The executives of the airline Ryanair reject statements made in a study by Icelandic and Danish scientists that it had been justifiable to impose an aviation ban when the glacier/volcano Eyjafjallajökull erupted last year.
The eruption in Eyjafjallajökull. Photo by Bjarni Brynjólfsson.
According to the study, published in Proceedings of the National Academy of Sciences, concerns for air transport were “well grounded,” as stated on Air & Business Travel News.
The study said: “The particles of explosive ash that reached Europe in the jet stream were especially sharp and abrasive over their entire size range, from submillimeter to tens of nanometers.”
As the “unusually fine-grained ash particles” were “very sharp and hard,” aircraft were at risk of abrasion to their windows and body, and melting in jet engines.
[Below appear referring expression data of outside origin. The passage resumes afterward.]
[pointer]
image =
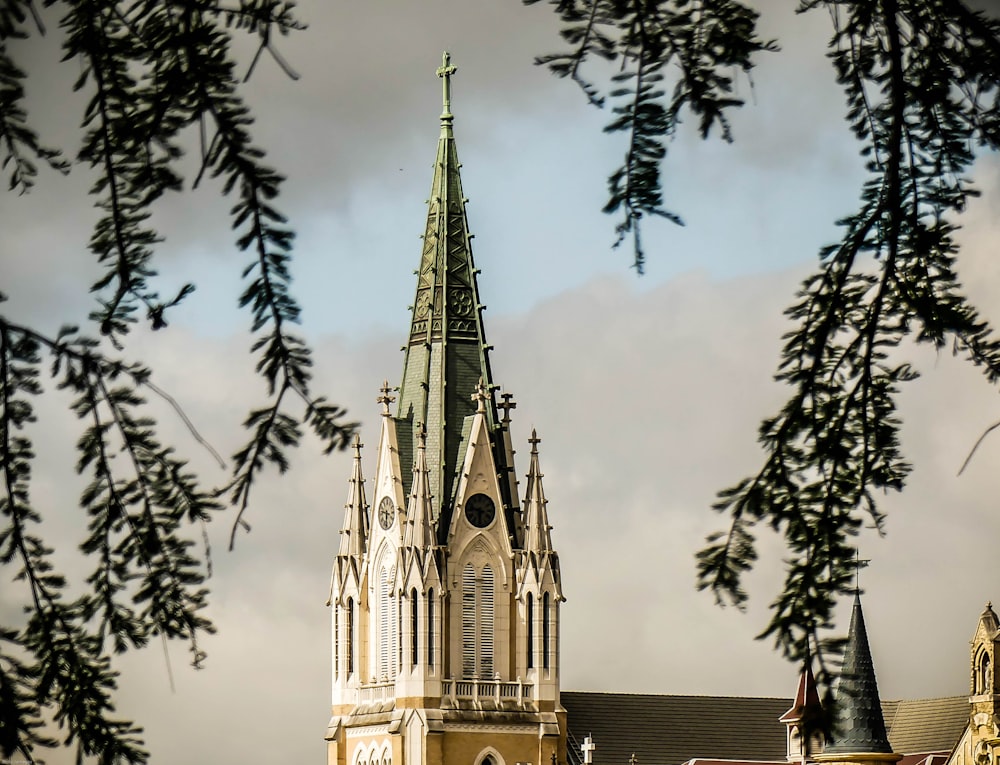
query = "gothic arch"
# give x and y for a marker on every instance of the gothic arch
(489, 753)
(481, 551)
(983, 672)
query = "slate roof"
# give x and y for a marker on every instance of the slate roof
(926, 725)
(859, 725)
(670, 730)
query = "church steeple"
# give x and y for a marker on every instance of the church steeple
(446, 626)
(858, 725)
(537, 536)
(446, 353)
(354, 532)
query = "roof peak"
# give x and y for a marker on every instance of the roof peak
(858, 725)
(446, 351)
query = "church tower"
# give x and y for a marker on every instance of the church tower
(858, 736)
(445, 591)
(980, 744)
(804, 721)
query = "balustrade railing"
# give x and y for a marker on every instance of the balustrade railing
(496, 690)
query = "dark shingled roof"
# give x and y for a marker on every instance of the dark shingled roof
(858, 725)
(926, 725)
(670, 730)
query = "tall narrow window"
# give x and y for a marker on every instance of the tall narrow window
(383, 627)
(546, 619)
(468, 621)
(430, 628)
(414, 604)
(388, 628)
(530, 618)
(486, 623)
(350, 636)
(477, 622)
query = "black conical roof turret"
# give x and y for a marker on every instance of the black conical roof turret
(858, 725)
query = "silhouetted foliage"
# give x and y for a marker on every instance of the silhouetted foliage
(922, 82)
(150, 71)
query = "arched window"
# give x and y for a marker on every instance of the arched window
(430, 628)
(388, 633)
(336, 640)
(350, 636)
(477, 622)
(530, 617)
(546, 630)
(414, 604)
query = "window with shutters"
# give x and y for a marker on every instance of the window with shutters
(430, 628)
(414, 604)
(350, 636)
(477, 622)
(546, 630)
(336, 640)
(530, 618)
(388, 632)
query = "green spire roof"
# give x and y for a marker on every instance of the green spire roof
(858, 725)
(446, 353)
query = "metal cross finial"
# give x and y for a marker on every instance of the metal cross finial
(386, 398)
(445, 71)
(506, 405)
(534, 441)
(859, 563)
(482, 393)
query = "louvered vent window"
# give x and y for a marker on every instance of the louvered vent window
(350, 636)
(383, 624)
(486, 623)
(546, 620)
(530, 618)
(468, 621)
(388, 633)
(430, 628)
(336, 639)
(477, 622)
(414, 604)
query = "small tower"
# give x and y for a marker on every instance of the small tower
(984, 690)
(446, 623)
(804, 720)
(858, 734)
(348, 583)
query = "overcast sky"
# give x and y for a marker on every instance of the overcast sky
(646, 392)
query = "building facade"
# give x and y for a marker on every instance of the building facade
(445, 590)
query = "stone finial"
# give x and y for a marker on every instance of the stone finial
(534, 441)
(505, 404)
(386, 398)
(481, 395)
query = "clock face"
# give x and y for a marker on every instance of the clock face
(386, 513)
(480, 510)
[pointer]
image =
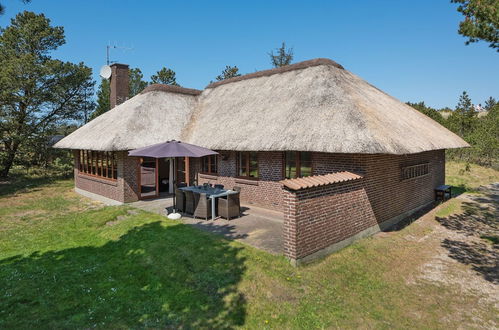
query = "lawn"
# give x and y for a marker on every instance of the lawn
(67, 262)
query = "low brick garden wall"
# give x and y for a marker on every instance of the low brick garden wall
(322, 219)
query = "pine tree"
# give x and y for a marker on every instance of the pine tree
(164, 76)
(228, 72)
(282, 57)
(37, 92)
(135, 82)
(103, 100)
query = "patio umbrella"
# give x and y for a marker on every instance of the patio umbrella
(172, 149)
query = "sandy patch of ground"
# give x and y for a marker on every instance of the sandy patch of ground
(463, 252)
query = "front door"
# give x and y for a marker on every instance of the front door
(148, 177)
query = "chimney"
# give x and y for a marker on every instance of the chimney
(119, 84)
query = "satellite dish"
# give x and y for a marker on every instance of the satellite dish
(105, 72)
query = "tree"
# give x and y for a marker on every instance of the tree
(135, 86)
(485, 137)
(490, 103)
(481, 21)
(135, 82)
(37, 92)
(103, 99)
(282, 57)
(463, 119)
(2, 8)
(88, 105)
(430, 112)
(164, 76)
(228, 72)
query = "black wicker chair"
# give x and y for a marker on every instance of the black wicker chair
(180, 200)
(229, 207)
(190, 202)
(203, 206)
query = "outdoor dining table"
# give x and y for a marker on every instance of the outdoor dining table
(211, 192)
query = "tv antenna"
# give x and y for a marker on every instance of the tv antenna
(108, 49)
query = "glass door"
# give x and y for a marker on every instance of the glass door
(148, 177)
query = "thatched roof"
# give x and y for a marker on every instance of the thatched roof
(143, 120)
(311, 106)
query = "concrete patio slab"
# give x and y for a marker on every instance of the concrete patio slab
(258, 227)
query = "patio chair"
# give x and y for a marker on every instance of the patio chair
(229, 207)
(180, 200)
(190, 202)
(203, 206)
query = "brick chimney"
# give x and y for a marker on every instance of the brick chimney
(119, 84)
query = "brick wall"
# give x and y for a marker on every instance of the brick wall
(389, 195)
(316, 219)
(124, 189)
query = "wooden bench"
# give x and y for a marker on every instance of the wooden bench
(443, 192)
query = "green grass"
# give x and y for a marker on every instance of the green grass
(467, 178)
(62, 265)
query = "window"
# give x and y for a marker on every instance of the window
(209, 164)
(414, 171)
(98, 163)
(297, 164)
(248, 164)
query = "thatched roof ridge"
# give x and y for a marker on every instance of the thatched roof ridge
(320, 108)
(309, 106)
(171, 89)
(282, 69)
(143, 120)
Ryanair’s Head of Communications Stephen McNamara called these statements “nonsensical,” claiming there had been “no evidence of volcanic ash, but lots of evidence of scientific bungling and regulatory mismanagement.”
“This report was clearly designed to cover the embarrassment of these bungling scientists and the regulators who completely cocked up and mismanaged the closure of much of Europe’s airspace during April and May 2010 when there was no threat to air safety anywhere except over Iceland,” he added.